Keyboard shortcuts

Press or to navigate between chapters

Press S or / to search in the book

Press ? to show this help

Press Esc to hide this help

Binary Search Tree

A binary tree with a superpower: left < node < right, always. This one rule makes search O(log n).

Think of a dictionary. You do not start at page 1 and flip forward one page at a time to find “umbrella”. You open to the middle — if your word comes alphabetically before the middle word, you go left; if after, you go right. Each step cuts the remaining pages in half. A Binary Search Tree works exactly this way, but built from pointers instead of pages.

The BST property

For every node in the tree:

  • All values in its left subtree are strictly less than the node’s value.
  • All values in its right subtree are strictly greater than the node’s value.

This must hold not just for immediate children but for the entire subtree below each node.

flowchart TD
    Root["8"]
    Root -->|"all < 8"| Left["3"]
    Root -->|"all > 8"| Right["10"]
    Left -->|"all < 3"| LL["1"]
    Left -->|"3 < x < 8"| LR["6"]
    LR --> LRL["4"]
    LR --> LRR["7"]
    Right --> RR["14"]
    RR -->|"left"| RRL["13"]

Check any node and the rule holds: node 6 has left child 4 (which is < 6) and right child 7 (which is > 6).

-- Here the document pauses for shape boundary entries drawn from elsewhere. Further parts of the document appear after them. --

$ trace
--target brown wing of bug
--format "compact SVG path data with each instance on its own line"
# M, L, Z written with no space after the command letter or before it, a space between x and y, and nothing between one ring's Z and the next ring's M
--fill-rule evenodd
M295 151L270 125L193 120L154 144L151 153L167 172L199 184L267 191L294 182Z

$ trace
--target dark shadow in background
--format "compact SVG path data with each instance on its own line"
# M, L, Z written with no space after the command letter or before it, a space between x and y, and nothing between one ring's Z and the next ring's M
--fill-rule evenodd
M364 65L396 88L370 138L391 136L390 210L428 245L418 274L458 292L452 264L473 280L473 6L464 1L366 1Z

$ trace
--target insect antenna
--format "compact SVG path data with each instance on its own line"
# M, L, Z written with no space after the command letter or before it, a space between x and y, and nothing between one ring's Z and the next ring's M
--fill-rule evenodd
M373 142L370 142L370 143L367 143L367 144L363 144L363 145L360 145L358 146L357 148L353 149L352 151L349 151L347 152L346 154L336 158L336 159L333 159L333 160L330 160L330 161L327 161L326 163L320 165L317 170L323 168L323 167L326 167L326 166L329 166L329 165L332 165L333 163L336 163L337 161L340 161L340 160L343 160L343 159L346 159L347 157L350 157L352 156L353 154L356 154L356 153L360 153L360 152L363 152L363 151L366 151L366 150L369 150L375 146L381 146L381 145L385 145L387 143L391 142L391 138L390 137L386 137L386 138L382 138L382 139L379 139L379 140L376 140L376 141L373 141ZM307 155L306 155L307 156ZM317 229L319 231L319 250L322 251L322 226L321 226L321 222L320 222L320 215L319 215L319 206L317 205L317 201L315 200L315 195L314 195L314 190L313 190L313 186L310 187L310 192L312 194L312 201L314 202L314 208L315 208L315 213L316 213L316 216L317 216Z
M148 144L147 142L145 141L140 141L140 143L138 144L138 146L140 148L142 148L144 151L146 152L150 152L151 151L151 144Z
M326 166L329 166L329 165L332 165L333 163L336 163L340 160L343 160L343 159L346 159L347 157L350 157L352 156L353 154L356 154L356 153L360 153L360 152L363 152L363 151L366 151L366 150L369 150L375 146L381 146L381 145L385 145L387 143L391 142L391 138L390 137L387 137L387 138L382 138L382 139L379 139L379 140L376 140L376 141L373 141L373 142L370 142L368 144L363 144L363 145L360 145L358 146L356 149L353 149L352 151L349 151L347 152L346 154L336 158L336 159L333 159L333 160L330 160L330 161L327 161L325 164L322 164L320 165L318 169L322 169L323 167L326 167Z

Node 8 has an entire left subtree of values 1, 3, 4, 6, 7 — all less than 8 — and a right subtree of 10, 13, 14 — all greater than 8.

Building a BST manually

class TreeNode:
    def __init__(self, value):
        self.value = value
        self.left = None
        self.right = None


# Build the BST from the diagram above
root = TreeNode(8)
root.left = TreeNode(3)
root.right = TreeNode(10)
root.left.left = TreeNode(1)
root.left.right = TreeNode(6)
root.left.right.left = TreeNode(4)
root.left.right.right = TreeNode(7)
root.right.right = TreeNode(14)
root.right.right.left = TreeNode(13)

# Verify the property holds for the root
print("Root:", root.value)
print("Left child (must be < 8):", root.left.value)
print("Right child (must be > 8):", root.right.value)
print("Left subtree's right child (must be > 3 and < 8):", root.left.right.value)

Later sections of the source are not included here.